The report includes a trial table with per-experiment scores and kept/discarded/failed status, improvement deltas, and duration.

Strategy Document

Provide a strategy_md field on ResearchBrief to inject a high-level strategy document into the agent prompt. This guides the agent's approach without constraining specific changes:

brief = ResearchBrief(
    objective="Improve SQL query accuracy",
    metric_name="exact_match",
    direction="higher_is_better",
    relevant_files=["src/agents/sql_agent.py"],
    constraints=["Do not modify test files"],
    strategy_md="""\
Focus on JOIN queries first -- they account for 60% of failures.
Try schema-aware prompting before adding few-shot examples.
The current system prompt mixes directives with SQL examples; separate them.
""",
)

Overfitting Detection

Set validation_split to hold out a portion of the dataset for overfitting detection. The optimizer evaluates each kept experiment on the validation set and warns if the validation score diverges from the train score by more than 10%:

optimizer = AutoResearchOptimizer(
    brief=brief,
    metric_fn=eval_fn,
    dataset=eval_df,
    validation_split=0.2,  # 80% train, 20% validation
    max_iterations=20,
)

Validation split requires sufficient data

With small datasets, the split may produce unreliable validation scores.
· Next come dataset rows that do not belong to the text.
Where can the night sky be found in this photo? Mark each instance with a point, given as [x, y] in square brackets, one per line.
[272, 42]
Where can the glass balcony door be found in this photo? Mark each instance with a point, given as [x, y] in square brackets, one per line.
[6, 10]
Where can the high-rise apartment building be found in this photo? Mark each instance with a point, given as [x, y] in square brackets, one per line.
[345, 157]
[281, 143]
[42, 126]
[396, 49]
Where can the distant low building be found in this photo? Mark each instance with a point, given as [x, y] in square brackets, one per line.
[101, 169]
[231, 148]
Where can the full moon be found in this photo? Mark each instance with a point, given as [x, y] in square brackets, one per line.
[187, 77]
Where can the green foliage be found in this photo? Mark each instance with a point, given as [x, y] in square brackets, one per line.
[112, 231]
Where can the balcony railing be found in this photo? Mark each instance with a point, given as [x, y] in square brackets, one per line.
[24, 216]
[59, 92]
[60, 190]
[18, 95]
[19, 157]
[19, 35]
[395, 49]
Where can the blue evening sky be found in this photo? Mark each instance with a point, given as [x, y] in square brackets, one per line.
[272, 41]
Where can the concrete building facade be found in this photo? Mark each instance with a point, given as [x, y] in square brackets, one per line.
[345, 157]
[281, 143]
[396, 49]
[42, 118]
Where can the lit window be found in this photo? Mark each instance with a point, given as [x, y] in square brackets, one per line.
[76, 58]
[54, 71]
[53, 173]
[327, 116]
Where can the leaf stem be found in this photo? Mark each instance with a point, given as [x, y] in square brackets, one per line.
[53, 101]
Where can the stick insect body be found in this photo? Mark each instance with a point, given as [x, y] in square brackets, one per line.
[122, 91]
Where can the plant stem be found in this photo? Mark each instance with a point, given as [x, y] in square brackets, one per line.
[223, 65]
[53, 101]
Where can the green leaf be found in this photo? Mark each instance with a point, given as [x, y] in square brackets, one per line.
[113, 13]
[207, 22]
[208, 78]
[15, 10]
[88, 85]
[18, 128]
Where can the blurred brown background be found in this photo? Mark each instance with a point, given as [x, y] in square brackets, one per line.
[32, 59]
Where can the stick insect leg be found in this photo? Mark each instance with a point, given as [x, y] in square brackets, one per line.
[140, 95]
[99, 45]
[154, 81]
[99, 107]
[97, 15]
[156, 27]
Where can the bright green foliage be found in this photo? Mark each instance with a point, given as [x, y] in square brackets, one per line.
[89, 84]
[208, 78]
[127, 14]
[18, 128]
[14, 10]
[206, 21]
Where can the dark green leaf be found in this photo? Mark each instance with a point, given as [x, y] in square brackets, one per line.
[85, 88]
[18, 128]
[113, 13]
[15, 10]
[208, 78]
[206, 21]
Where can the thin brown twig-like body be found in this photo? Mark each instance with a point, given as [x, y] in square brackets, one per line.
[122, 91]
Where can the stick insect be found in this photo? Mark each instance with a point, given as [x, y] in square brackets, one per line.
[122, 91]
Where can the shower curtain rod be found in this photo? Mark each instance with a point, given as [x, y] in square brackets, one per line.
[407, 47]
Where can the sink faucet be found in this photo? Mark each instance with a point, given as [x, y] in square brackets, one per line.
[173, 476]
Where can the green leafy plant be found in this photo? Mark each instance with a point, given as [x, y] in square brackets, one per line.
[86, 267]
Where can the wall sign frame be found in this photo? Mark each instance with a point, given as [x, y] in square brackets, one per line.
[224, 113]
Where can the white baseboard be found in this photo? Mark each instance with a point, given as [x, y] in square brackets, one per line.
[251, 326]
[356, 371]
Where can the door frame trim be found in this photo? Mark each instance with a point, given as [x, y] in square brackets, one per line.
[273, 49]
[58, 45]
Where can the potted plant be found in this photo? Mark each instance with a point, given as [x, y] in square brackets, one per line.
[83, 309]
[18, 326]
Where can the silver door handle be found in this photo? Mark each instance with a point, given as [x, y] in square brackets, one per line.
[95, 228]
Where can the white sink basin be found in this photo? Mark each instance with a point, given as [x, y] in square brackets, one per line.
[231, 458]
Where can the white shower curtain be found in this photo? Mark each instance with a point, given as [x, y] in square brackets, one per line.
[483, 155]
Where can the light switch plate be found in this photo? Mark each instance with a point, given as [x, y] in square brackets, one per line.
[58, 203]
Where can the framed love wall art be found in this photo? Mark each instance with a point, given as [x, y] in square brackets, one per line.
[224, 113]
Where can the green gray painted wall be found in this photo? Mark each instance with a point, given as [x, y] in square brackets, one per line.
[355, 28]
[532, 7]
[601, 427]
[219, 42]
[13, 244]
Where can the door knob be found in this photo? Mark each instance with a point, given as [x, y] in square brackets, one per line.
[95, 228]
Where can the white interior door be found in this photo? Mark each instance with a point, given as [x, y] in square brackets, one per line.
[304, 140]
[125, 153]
Use at least 100 examples in the full dataset.

Pre-Eval Verification

Quality checks (pytest, linting) run before metric evaluation, ensuring that proposed changes don't break the codebase:

optimizer = AutoResearchOptimizer(
    brief=brief,
    metric_fn=eval_fn,
    dataset=eval_df,
    checks=["pytest tests/unit/ -x", "ruff check src/"],  # must pass before eval
)

If any check command returns a non-zero exit code, the iteration is classified as failed and the change is discarded without running the (potentially expensive) metric evaluation.

Prompt Engineering Improvements

The AutoResearch agent prompt incorporates context engineering best practices:

  • KV-cache stability -- static instructions are separated from dynamic per-iteration content.
  • Edge-anchoring -- critical constraints appear at the beginning and end of the prompt.
  • Structured insights -- experiment history is formatted as structured blocks rather than free text.
  • Diff capping -- only the most recent diffs are shown in full; older ones are collapsed to one-liners.
  • Focus headlines -- each iteration gets a clear headline summarizing the current objective.
  • Simplicity tiebreaker -- when two approaches score equally, the simpler one is preferred.